ISLAMABAD: Pakistan’s two key oil importing facilities at Karachi Port and Port Qasim are facing extreme congestion because of port constraints and increasing road and sea transport, resulting in economic loss and higher financial costs.

A top government official at the petroleum division told Dawn that a series of gaps in port handling facilities and onward transportation to upcountry had been identified by independent consultants, asking the government to swiftly move to address these constraints.

“One of the main areas of concern is the constraints at the ports due to increasing traffic and the resulting congestion” but other obstacles also include limited storage facilities at ports, non-utilisation of a specialised oil pier, excessive sampling and testing times, use of oil piers by non-oil tankers and low pumping rates of oil and non-oil tankers, the official quoted a report as highlighting.

“The main constraint in the handling of cargoes at Keamari is inadequate storages of POL products, specially the storages for the fast increasing volumes of motor gasoline, commonly known as petrol,” the report said.

Government advised to build a new terminal at Port Qasim

Generally, one tanker of 50,000 tonnes could be unloaded each week and “hence the limiting capacity of motor gasoline handling at Keamari on the basis of available storage be considered as 2.3 million tonnes per year (46 ships of 50,000 tonnes each)”, the official said.

In just six months, there was an additional waiting time of 274 days for ships at the outer anchorage and an extra 63 days on berth. Based on 160 available days in six months, this translates into about two ships of 36,000 tonnes capacity continuously providing additional operational storage to shore tanks.

The report has also highlighted the need for tremendously increasing storages at Keamari and also at the same time increasing imports of petrol. It has been reported that a ban on new tank construction at Keamari and land availability for this magnitude of storage development is also a big limitation at the port.

The report pointed out that oil handling facilities at the Port Qasim were reasonably enough at present but the situation after 2019-20 would change for which the government and the PQ authorities should plan now and construct a new terminal.

Simultaneously, it has been advised as a long-term solution to shift petrol transportation through white oil pipeline instead of road transport to reduce traffic congestion and upliftment rate.

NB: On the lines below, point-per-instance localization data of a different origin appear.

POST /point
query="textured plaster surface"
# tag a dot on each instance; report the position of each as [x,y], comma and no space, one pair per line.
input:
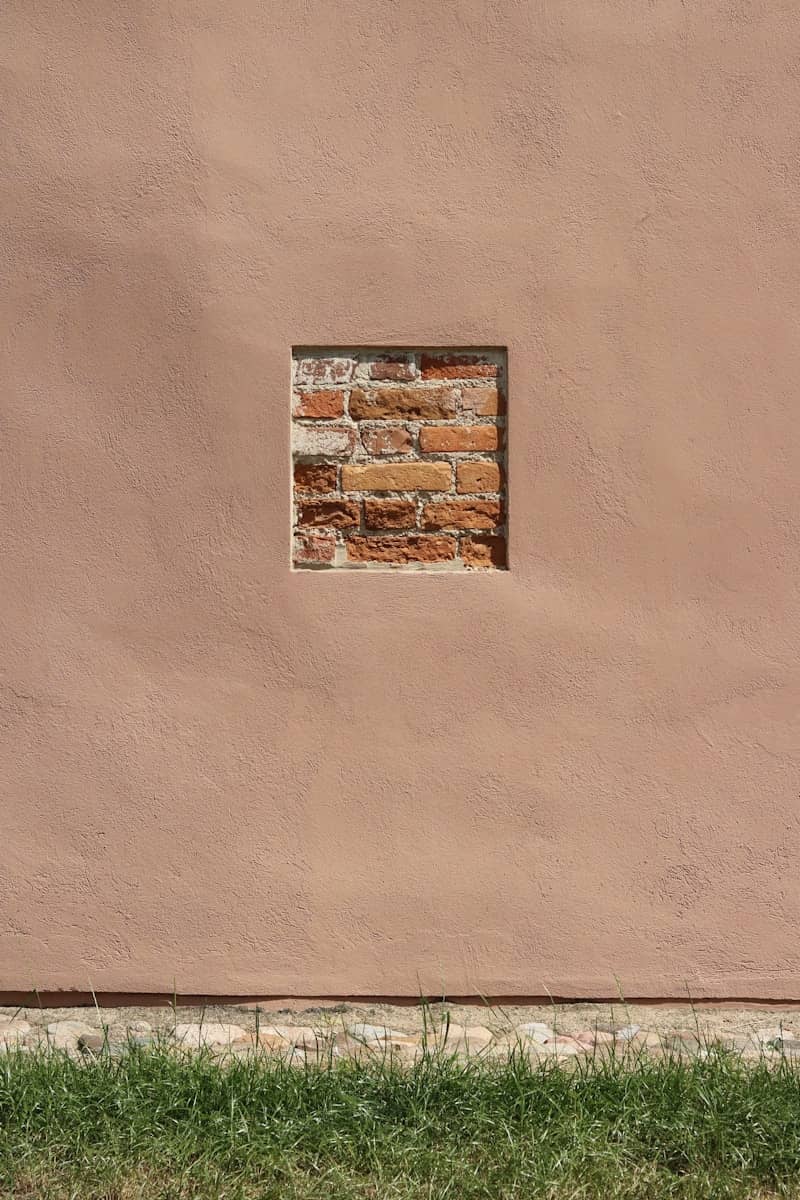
[223,777]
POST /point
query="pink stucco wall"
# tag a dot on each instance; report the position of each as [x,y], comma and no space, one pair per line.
[223,777]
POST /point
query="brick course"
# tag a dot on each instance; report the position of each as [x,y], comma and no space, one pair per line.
[398,460]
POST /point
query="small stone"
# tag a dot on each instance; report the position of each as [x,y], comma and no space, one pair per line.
[192,1036]
[284,1037]
[565,1044]
[594,1038]
[144,1041]
[536,1031]
[470,1038]
[374,1033]
[65,1035]
[773,1037]
[13,1033]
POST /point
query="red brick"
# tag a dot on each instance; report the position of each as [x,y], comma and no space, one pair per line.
[401,550]
[396,477]
[458,438]
[402,403]
[386,441]
[477,477]
[332,514]
[314,547]
[462,515]
[457,366]
[398,371]
[323,406]
[314,477]
[483,551]
[389,514]
[482,401]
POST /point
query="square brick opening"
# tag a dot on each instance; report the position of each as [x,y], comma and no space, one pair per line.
[398,459]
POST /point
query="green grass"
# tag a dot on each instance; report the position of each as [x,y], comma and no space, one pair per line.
[151,1125]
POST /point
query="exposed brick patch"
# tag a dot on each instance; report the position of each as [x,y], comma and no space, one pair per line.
[392,514]
[397,477]
[397,370]
[324,370]
[388,441]
[398,460]
[314,547]
[482,401]
[401,550]
[330,514]
[314,477]
[319,405]
[459,438]
[477,477]
[403,403]
[483,551]
[318,441]
[457,366]
[462,515]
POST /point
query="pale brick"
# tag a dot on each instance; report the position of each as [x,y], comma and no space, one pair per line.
[323,441]
[402,403]
[420,549]
[397,477]
[477,477]
[325,371]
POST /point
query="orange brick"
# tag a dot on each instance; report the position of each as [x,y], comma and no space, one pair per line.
[462,515]
[314,477]
[397,477]
[457,366]
[420,549]
[334,514]
[476,477]
[458,438]
[482,401]
[389,514]
[314,547]
[403,403]
[322,405]
[483,551]
[386,441]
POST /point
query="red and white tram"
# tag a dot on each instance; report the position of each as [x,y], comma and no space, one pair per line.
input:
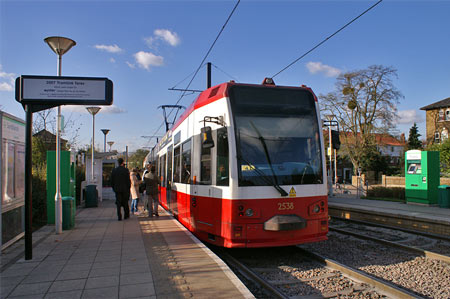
[243,166]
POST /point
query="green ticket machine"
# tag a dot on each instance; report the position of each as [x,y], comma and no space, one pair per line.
[67,182]
[422,177]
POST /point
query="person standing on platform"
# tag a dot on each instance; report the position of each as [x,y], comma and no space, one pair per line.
[152,182]
[145,197]
[121,184]
[134,190]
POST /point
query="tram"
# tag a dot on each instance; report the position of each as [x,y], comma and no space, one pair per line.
[244,166]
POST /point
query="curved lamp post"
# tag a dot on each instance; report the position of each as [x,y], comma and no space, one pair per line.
[110,143]
[59,45]
[105,132]
[93,111]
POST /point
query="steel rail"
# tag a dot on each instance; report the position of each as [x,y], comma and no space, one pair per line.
[422,252]
[247,272]
[424,234]
[384,286]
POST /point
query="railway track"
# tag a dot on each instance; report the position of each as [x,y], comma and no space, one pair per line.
[303,273]
[429,245]
[422,272]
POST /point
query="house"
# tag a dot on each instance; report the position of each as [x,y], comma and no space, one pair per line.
[50,140]
[391,147]
[437,121]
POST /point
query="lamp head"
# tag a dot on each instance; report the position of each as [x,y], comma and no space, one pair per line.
[93,110]
[60,45]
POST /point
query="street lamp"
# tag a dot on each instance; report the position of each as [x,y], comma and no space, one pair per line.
[105,132]
[59,45]
[330,118]
[110,143]
[93,111]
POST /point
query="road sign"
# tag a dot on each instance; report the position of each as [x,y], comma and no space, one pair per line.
[55,90]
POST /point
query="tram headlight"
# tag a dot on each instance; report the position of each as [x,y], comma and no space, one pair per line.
[316,209]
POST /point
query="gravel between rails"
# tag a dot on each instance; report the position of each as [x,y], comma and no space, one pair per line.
[393,235]
[426,277]
[296,275]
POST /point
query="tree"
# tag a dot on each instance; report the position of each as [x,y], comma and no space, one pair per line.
[364,103]
[137,159]
[413,138]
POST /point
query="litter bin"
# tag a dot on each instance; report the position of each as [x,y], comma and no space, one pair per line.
[444,196]
[91,199]
[68,213]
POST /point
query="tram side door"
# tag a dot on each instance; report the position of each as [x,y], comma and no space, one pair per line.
[169,178]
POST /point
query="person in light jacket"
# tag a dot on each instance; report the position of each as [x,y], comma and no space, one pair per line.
[134,190]
[151,190]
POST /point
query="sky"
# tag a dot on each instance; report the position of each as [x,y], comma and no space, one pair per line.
[146,47]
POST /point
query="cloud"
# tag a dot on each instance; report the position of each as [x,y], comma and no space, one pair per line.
[168,36]
[110,49]
[105,109]
[409,117]
[131,65]
[6,87]
[9,77]
[147,59]
[319,67]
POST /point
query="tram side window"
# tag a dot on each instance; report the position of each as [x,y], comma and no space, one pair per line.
[205,165]
[176,165]
[162,162]
[186,163]
[169,163]
[222,173]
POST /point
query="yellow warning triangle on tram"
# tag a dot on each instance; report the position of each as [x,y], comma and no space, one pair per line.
[292,192]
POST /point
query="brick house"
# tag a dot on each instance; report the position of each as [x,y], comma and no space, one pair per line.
[437,121]
[50,140]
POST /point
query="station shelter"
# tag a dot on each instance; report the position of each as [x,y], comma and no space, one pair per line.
[12,182]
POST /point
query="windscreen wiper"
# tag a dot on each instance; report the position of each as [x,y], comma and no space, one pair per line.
[263,176]
[266,152]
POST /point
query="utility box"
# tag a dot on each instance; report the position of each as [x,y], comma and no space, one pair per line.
[422,177]
[67,182]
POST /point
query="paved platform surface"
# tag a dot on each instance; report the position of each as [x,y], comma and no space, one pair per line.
[139,257]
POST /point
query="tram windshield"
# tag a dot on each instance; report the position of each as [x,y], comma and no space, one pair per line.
[277,136]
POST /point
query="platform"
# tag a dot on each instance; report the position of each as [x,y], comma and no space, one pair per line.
[429,219]
[139,257]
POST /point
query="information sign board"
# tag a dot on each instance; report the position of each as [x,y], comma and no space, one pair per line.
[55,90]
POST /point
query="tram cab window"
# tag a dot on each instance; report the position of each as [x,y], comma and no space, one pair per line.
[186,162]
[205,165]
[169,164]
[176,165]
[222,171]
[162,172]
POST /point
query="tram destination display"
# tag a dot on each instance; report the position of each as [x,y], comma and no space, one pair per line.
[55,90]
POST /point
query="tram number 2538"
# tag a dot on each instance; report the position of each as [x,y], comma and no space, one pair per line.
[285,206]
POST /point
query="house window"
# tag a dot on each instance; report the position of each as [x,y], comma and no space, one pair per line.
[441,115]
[437,137]
[444,134]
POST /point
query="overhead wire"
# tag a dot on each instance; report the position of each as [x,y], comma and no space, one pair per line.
[326,39]
[225,72]
[201,64]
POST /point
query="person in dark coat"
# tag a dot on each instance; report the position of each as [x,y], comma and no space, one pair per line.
[152,181]
[121,183]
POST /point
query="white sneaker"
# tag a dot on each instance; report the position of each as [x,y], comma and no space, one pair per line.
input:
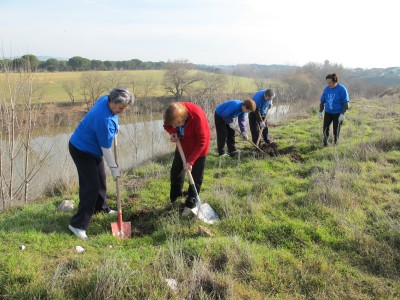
[80,233]
[186,212]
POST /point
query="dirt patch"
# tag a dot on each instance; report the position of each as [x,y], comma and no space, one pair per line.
[270,149]
[293,154]
[391,114]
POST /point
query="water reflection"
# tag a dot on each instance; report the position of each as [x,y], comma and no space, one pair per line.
[138,142]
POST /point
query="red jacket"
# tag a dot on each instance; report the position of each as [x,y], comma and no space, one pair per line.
[196,139]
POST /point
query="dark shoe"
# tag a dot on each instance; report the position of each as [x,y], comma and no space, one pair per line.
[172,206]
[187,212]
[80,233]
[234,153]
[190,202]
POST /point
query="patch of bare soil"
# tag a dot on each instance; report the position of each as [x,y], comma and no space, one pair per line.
[293,154]
[390,114]
[270,149]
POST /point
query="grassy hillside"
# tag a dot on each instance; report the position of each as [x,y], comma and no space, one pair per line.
[52,83]
[310,223]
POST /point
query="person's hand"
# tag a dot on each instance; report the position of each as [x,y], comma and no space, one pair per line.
[115,172]
[173,137]
[244,135]
[188,167]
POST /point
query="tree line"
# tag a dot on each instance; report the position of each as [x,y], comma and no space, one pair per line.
[78,63]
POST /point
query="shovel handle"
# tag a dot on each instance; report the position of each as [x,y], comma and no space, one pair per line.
[117,185]
[178,143]
[261,130]
[258,148]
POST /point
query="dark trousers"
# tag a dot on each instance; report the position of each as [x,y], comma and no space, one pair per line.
[92,187]
[255,128]
[225,135]
[178,178]
[328,119]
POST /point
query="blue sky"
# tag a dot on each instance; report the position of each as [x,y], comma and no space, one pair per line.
[211,32]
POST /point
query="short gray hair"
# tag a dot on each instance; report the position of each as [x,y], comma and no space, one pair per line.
[270,93]
[121,95]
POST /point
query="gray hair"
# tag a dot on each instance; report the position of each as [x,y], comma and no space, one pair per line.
[121,95]
[270,93]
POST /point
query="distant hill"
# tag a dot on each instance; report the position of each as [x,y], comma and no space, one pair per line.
[44,58]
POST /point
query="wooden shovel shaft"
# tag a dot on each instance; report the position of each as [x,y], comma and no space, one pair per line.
[178,143]
[117,181]
[119,229]
[261,130]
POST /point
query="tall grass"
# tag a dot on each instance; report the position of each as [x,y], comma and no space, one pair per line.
[311,223]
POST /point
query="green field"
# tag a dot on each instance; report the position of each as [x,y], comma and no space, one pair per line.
[54,92]
[310,223]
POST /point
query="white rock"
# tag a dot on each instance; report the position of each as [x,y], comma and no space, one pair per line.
[66,206]
[79,249]
[172,284]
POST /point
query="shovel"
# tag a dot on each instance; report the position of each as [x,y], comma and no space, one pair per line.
[258,148]
[119,229]
[261,130]
[204,211]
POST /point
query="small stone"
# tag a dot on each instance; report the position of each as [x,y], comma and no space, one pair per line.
[79,249]
[172,284]
[66,206]
[205,231]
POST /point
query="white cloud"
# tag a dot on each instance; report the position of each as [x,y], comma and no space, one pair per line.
[211,32]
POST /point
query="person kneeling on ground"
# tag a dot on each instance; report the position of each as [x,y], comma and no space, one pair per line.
[224,116]
[92,140]
[187,122]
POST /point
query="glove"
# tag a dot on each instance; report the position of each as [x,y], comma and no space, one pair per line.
[115,172]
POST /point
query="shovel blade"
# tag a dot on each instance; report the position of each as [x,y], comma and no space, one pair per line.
[122,231]
[206,213]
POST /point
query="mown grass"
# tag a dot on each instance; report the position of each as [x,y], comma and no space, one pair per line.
[311,223]
[53,91]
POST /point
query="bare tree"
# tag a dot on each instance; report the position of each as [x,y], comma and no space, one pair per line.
[19,94]
[92,86]
[69,87]
[178,77]
[112,80]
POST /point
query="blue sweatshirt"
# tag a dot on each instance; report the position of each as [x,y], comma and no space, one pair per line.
[232,109]
[334,98]
[96,130]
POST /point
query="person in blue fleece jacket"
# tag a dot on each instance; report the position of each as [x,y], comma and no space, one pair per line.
[224,116]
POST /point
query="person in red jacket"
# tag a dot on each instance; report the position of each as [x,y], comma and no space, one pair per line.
[188,122]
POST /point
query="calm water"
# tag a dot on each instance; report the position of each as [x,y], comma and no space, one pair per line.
[137,142]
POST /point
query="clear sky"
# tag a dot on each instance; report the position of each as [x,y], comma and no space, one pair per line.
[353,33]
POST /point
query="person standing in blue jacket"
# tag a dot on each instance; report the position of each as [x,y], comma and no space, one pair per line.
[335,100]
[224,116]
[263,100]
[90,142]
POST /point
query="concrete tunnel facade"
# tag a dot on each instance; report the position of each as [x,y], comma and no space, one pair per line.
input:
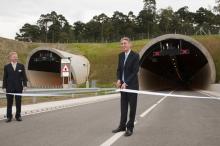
[174,60]
[43,68]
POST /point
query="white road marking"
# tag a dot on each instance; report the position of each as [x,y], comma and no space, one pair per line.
[116,136]
[154,106]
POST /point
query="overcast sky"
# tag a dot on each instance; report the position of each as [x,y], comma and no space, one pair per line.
[15,13]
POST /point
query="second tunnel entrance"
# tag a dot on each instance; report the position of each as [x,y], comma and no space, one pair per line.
[175,60]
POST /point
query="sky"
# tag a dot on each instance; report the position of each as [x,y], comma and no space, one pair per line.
[15,13]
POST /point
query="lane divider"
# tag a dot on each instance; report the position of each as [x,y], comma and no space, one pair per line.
[165,94]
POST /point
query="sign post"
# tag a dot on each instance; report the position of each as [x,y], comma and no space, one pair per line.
[65,72]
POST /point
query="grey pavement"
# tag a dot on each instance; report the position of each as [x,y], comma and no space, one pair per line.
[173,122]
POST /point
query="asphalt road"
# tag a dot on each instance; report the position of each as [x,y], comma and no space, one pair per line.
[171,122]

The white oil pipeline is currently being used for transportation of high-speed diesel (HSD) from PQ to Mehmoodkot with almost half capacity utilisation which could be converted to duel-fuel (petrol and diesel) delivery.

Till such time, the petrol dispatches to upcountry destinations will continue through tank lorries only. “As the imports of petrol increase, traffic congestion on Karachi roads will become a major issue,” said the report advocating shifting of bigger part of petrol imports to Port Qasim as Fotco jetty was away from Karachi city and close to Karachi exit points.

It said the one of the main reason for the bottlenecks at Fotco (PQ) was the use of the white oil pipeline as storage rather than a pipeline system. For example in the fiscal year 2014-15, the pumping down time of white oil pipeline was just 134 days, meaning by that 134 days out of 335 days in a year pumping of this pipeline was stopped.

“The main reason of this storage is insufficient or no ullage (the amount by which a container falls short of being full) at Mehmoodkot for receiving HSD from Port Qasim”. This capacity constraint is because of bottlenecks in onward dispatches of HSD to local oil marketing companies.

To address the problem, storage should be developed at Mehmoodkot so that Port Qasim storages remain free to receive HSD imports through tankers at Fotco. The report has also recommended utilising the capacity of Byco’s single point mooring facility for furnace oil imports and diversion of Hub Power Company’s fuel requirement through Byco pipeline instead of PSO’s tankers by restructuring the long-term contract between Asia Petroleum and the PSO.